Recording under the "nom-de-pop," Johnnye Allee, he released his first CD in 2007, Unless it Isn't, a collection of folk-pop/roots-rock originals which American Songwriter magazine called "a stunning suite of songs." He released a follow-up album, Expect Delays, in 2016. A third album, Bardfly, was released in 2019, on which Allee adapted songs from the plays of William Shakespeare into a jazz vernacular.

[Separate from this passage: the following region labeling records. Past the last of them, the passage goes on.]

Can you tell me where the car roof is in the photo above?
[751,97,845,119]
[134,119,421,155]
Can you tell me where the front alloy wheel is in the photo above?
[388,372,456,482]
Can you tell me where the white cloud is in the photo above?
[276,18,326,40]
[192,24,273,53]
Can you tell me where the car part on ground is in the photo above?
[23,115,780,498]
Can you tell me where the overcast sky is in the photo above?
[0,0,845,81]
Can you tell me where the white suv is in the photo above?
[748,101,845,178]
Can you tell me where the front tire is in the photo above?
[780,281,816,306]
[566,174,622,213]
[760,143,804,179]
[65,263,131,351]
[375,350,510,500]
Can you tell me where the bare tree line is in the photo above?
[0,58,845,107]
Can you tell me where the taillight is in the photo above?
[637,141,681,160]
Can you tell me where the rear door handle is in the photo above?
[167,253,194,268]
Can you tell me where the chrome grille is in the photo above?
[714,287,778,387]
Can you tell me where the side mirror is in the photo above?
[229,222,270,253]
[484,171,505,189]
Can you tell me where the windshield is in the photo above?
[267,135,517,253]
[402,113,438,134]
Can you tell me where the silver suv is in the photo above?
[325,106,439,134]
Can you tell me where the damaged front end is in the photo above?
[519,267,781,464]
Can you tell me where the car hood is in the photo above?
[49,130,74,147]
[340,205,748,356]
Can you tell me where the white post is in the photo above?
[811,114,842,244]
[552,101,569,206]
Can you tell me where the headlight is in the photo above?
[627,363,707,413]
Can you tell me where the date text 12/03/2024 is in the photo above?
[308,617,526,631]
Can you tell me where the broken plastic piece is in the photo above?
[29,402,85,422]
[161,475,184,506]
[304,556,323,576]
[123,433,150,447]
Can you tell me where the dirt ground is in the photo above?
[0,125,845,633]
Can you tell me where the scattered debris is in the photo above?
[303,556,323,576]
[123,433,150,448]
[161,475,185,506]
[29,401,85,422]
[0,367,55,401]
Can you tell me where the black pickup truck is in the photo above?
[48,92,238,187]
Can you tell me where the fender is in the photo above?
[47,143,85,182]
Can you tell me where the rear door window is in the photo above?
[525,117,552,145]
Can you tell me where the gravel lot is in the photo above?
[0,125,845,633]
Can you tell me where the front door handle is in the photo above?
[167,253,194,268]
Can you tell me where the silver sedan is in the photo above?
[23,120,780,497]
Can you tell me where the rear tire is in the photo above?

In July of 2023, following the release of his fourth studio album, Past Imperfect, he was the featured guest on the nationally syndicated radio show Jazz Inspired.

==Awards==
Allee has received a variety of awards throughout his career for both acting and music, including the Los Angeles Drama Critics Circle Award for Best Ensemble for Cloud 9, an Ovation Award nomination for Best Acting Ensemble for 33 Variations, Robby Award nominations for Best Actor in a Musical (Dandelion Wine), Best Ensemble Performance (Cloud 9), Best Supporting Actor in a Drama (33 Variations), and Best Supporting Actor in a Comedy (The Man Who Came to Dinner), the ASCAP/Sammy Cahn Award for excellence in lyric writing, a Back Stage Garland Award for Musical Score for Poet's Garden, and he was a finalist for the American Academy of Arts and Letters' Richard Rodgers Award for Musical Theatre for The Boy Who Could Make Himself Disappear.